I divided the time interval $[t_0=:t_i,t_f:=t_N]$ into $N$ steps $[t_{k-1},t_{k}],\, k=1,\dots, N$ and applied the resolution of unity for coherent states \begin{equation} \mathbb{I}=\int_\mathbb{C}\frac{dzd\bar{z}}{2\pi i}\exp\left\lbrace-z\bar{z}\right\rbrace\lvert z\rangle\langle z\rvert \end{equation} at each step; this yields the following \begin{multline} \langle{z_f}\lvert\left( \exp\lbrace-iH\epsilon\right\rbrace)^N\rvert z_i\rangle=\dots=\lim_{N\to\infty}\int\prod_{j=1}^{N-1}\frac{dz_jd\bar{z_j}}{2\pi i}\\ \exp\left\lbrace\sum_{k=0}^{N-1}\bar{z}_{k+1}z_k-\sum_{k=1}^{N-1}z_k\bar{z_k}-i\epsilon\sum_{k=0}^{N-1}H(\bar{z}_{k+1},z_k)\right\rbrace,\quad(*) \end{multline} where $\epsilon:=\frac{t_f-t_i}{N}$, and with boundary conditions $z_0=z_i,\,\bar{z}_N=\bar{z}_f$. Then I need to put $(*)$ in this form \begin{align} \int\mathcal{D}(z,\bar{z})&\exp\bigg\lbrace\frac{\bar{z}_fz_f+\bar{z}_iz_i}{2}+\frac{1}{2}\sum_{k=0}^{N-1}\big[z_k(\bar{z}_{k+1}-\bar{z}_k)-\bar{z}_k(z_{k+1}-z_k)+\\ &-i\epsilon H(\bar{z}_{k+1},z_k)\big]\bigg\rbrace \end{align} but I can't understand how to transform the argument of the exponential.
Any ideas?
Thanks
Source: Itzykson - Zuber, page 438 with line 2 corrected as shown in the errata (you can find it here: http://www.lpthe.jussieu.fr/~zuber/corrize.pdf).

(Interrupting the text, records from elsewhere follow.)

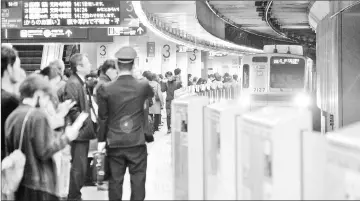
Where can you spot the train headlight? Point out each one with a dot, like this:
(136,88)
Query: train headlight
(302,100)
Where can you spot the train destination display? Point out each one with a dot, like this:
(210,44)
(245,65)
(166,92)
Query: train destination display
(71,13)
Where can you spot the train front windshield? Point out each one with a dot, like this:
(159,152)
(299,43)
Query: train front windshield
(287,72)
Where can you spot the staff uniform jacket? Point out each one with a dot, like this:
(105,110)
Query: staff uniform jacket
(121,111)
(75,90)
(156,107)
(169,87)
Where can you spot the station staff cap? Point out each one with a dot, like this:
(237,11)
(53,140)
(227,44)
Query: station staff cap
(126,55)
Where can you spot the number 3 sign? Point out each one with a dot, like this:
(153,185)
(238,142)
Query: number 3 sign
(166,51)
(102,53)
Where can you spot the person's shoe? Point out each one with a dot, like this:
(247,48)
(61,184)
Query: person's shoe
(103,187)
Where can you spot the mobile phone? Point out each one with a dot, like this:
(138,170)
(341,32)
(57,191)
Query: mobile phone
(78,123)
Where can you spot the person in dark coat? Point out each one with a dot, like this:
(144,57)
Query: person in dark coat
(169,87)
(40,142)
(108,73)
(75,90)
(10,70)
(121,119)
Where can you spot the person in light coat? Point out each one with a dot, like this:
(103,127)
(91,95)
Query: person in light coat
(158,100)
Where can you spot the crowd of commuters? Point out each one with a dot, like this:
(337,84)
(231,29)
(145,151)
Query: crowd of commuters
(212,78)
(54,108)
(43,110)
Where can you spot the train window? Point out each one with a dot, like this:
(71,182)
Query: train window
(287,72)
(259,59)
(246,75)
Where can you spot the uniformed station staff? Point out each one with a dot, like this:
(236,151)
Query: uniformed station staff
(121,120)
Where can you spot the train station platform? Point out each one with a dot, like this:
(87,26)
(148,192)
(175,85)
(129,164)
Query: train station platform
(159,174)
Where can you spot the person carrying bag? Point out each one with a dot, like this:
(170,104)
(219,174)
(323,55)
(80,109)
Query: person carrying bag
(12,168)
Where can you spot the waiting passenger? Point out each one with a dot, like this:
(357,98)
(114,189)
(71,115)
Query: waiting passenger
(40,143)
(235,78)
(158,102)
(190,80)
(10,71)
(108,73)
(169,87)
(75,90)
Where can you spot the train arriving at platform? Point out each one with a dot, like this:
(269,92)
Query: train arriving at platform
(279,76)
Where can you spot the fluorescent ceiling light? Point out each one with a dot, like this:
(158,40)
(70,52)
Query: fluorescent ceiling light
(144,19)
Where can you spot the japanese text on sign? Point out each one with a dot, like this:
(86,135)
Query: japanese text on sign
(71,13)
(286,61)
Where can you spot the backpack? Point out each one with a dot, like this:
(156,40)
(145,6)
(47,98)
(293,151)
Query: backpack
(12,174)
(148,125)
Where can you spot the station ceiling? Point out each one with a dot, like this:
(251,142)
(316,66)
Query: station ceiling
(282,21)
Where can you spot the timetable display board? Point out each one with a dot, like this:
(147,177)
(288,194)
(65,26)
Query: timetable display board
(70,13)
(11,14)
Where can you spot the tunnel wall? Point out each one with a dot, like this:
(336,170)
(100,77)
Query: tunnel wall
(350,65)
(338,59)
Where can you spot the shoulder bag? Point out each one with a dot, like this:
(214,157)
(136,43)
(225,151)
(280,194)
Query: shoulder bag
(12,175)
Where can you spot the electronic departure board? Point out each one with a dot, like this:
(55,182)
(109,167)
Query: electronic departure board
(11,14)
(71,13)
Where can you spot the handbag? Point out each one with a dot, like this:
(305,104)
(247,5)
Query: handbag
(100,168)
(148,125)
(12,175)
(95,125)
(62,160)
(157,97)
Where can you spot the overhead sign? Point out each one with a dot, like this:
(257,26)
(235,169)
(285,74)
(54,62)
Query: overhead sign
(181,48)
(150,47)
(286,60)
(127,31)
(129,18)
(45,33)
(11,14)
(71,13)
(217,54)
(102,53)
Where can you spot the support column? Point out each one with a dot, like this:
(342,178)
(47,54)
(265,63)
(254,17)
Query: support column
(205,64)
(182,63)
(168,57)
(194,63)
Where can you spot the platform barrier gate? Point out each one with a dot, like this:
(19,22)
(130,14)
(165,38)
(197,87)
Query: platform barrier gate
(187,141)
(270,160)
(220,150)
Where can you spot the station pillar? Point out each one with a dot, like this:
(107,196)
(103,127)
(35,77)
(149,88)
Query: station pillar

edit: @ ACuriousMind Then I don't understand how to rewrite it: is the following right? \begin{equation} \frac{1}{2}\sum_{k=0}^{N-1}\big[z_k(\bar{z}_{k+1}-\bar{z}_k)-\bar{z}_k(z_{k+1}-z_k)\big]=\frac{1}{2}\sum_{k=0}^{N-1}\big[z_k\bar{z}_{k+1}-\bar{z}_k z_{k+1}\big]=\sum_{k=0}^{N-1}\big[z_k\bar{z}_{k+1}\big] \end{equation} if this were right, I wouldn't know how to cope with this \begin{equation} -\sum_{k=1}^{N-1}z_k\bar{z}_k \end{equation}
If it is so straightforward to you, could you please rewrite it step-by-step?